Massochin, Manuela. 2022. “Why Choose Rocket.Chat for Your Open Source Chat Tool.” Opensource.Com. January 24, 2022. https://opensource.com/article/22/1/rocketchat-data-privacy.

This is essentially a press release from RocketChat and published on Opensource.com. What caught my eye is that this system appears to be federated. I’m getting more curious about federated chat applications – it feels like a very active area of development, and yet chat feels so old – how long as XMPP been around?
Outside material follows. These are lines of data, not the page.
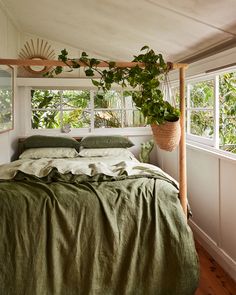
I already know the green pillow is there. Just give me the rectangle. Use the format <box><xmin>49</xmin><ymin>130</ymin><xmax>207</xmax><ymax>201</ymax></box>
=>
<box><xmin>23</xmin><ymin>135</ymin><xmax>80</xmax><ymax>151</ymax></box>
<box><xmin>80</xmin><ymin>135</ymin><xmax>134</xmax><ymax>149</ymax></box>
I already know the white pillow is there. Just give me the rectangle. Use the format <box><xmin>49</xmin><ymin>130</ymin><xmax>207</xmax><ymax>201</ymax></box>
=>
<box><xmin>79</xmin><ymin>148</ymin><xmax>135</xmax><ymax>159</ymax></box>
<box><xmin>19</xmin><ymin>147</ymin><xmax>79</xmax><ymax>159</ymax></box>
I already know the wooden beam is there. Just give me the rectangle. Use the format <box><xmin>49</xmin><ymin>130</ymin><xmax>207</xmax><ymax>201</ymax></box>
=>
<box><xmin>0</xmin><ymin>58</ymin><xmax>187</xmax><ymax>70</ymax></box>
<box><xmin>179</xmin><ymin>67</ymin><xmax>187</xmax><ymax>216</ymax></box>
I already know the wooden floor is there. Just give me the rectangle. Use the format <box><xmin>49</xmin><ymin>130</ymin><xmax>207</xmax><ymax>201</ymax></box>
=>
<box><xmin>195</xmin><ymin>243</ymin><xmax>236</xmax><ymax>295</ymax></box>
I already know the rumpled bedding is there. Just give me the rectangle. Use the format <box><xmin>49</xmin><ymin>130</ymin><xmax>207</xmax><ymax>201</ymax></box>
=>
<box><xmin>0</xmin><ymin>158</ymin><xmax>199</xmax><ymax>295</ymax></box>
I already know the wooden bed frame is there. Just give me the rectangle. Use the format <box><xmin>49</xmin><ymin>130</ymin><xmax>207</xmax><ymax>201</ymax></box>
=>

So it’s interesting to me that chat apps are cropping up in my news feeds.

Smithee, Alan. 2022. “Software Privacy Day: Use Delta Chat, an Open Source Chat Tool.” Opensource.Com. January 28, 2022. https://opensource.com/article/22/1/delta-chat-software-privacy-day.

Case in point. Here’s another chat app, Delta Chat. This one is intriguing. The author mentions Mattermost, Signal, and RocketChat and then points to the major differentiating feature of Delta Chat: it uses encrypted emails to send the messages. So the backend is email, while the frontend appears to be chat application. It’s so crazy it just might work.